Memory side effect or side effect:

  1. Presence of MemoryEffectOpInterface

    A side effect will be determined by the MemoryEffectOpInterface. The interface can inform for each operand of an MLIR operation, whether there is a side effect on it or not. The possible side effects are:

    • Allocate
    • Free
    • Read
    • Write

    An atomic read-modify-write can have both a read and write side-effect on its operands

    For the implementation of getModRef, the effects will also be classified as

    • Modifying (Allocate, Free, Write)
    • Non-modifying (Read)
  2. Absence of MemoryEffectOpInterface

    In the absence of a MemoryEffectOpInterface, the conservative assumption will have to be that there is a modifying effect on all operands.

    As far as user calls are concerned, this rule will be relaxed in the presence of the INTENT(IN) or VALUE attribute.

    Runtime calls are not covered by the Fortran language. They are C calls which can take raw pointers by value. We will need to define some convention for their aliasing behavior

Memory reference:

Any SSA value on the RHS of an operation with a memory side effect as defined above.

Memory source:

The storage from which a memory reference is sourced. A memory reference may not be the source of the storage and may be reached by following the use-def chain through specific operations such as fir.convert, fir.coordinate_of, fir.array_coor, fir.embox, fir.rebox, fir.box_addr….

Possible sources are:

  • The LHS of an operation with Allocate side effect, this could be local or heap
  • A global symbol: the RHS of fir.address_of (Note that a global symbol is not an SSA value but an attribute)
  • A dummy argument: a block argument of the entry block of a func.func operation.
  • Indirect source: load of memory reference stored at another memory reference
  • Unknown source: when the use-def traversal does not reach any of the sources above.

Path to source:

Additional information can be collected on the way to the source such as type (fir.heap, fir.ptr), attributes (fir.target) and use-def chains (fir.coordinate_of, fir.array_coor, fir.declare...). Constant paths can help disambiguate aliasing.

Because of block arguments, a memory reference may have multiple sources. If a block argument is encountered, all predecessors will have to be visited. When querying the aliasing behavior of two memory references the cartesian product of all paths need to be considered.

Pointer type

A type fir.box<fir.ptr<T>> or fir.ptr<T>

Aliasing rules

The goal is to match Fortran’s rule for aliasing. However FIR is all we have at this stage so the hope is that we can define an algorithm using the information from FIR to properly model Fortran’s aliasing rules. Wherever there is a gap, we may have to refine the algorithm, add information in FIR or both. Though, with the introduction of the fir.declare operation, most of the source level information relevant to aliasing will be populated in FIR.

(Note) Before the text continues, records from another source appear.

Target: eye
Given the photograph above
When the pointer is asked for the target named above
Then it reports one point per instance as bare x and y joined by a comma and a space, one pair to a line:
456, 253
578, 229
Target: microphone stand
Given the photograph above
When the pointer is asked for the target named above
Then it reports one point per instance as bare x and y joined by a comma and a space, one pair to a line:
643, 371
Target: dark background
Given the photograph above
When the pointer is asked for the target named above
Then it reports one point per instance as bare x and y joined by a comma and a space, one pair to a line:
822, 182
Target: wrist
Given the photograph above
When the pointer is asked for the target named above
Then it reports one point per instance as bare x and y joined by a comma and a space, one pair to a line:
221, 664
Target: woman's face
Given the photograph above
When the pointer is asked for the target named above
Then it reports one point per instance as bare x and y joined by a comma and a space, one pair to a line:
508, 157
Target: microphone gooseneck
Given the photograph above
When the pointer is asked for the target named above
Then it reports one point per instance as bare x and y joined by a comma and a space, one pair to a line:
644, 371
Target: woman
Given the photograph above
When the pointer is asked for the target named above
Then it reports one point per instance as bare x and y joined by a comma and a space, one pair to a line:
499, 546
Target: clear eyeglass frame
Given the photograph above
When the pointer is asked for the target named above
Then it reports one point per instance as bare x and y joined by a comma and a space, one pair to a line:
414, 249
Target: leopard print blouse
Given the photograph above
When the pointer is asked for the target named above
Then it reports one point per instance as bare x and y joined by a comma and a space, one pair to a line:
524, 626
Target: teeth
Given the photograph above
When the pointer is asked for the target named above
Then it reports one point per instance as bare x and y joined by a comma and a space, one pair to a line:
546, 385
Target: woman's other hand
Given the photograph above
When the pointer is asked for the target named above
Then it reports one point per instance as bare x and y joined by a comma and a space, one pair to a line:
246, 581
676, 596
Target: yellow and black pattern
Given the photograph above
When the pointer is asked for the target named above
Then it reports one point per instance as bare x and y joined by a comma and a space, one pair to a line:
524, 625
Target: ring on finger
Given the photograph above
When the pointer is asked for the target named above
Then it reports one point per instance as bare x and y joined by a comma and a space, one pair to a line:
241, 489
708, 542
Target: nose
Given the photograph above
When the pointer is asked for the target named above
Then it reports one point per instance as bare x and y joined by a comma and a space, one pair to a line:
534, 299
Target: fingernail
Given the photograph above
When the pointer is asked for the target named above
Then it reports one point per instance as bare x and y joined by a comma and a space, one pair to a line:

The first attempt to determine aliasing will be at the coarsest level: the source level. The answer to the query will be ‘yes’, ‘no’, ‘maybe’. If the answer is ‘yes’ or ‘no’, the query is complete. If the answer is ‘maybe’ then further analysis is required until a definite answer is reached. If no finer analysis is available then ‘maybe’ is returned.

Coarse rules

Distinct sources are assumed to not alias except in the following cases:

  1. A pointer type source may alias with any other pointer type source.
  2. A source with the fir.target attribute may alias with any other pointer type source.
  3. Indirect sources of non pointer type and unknown sources may alias with any source.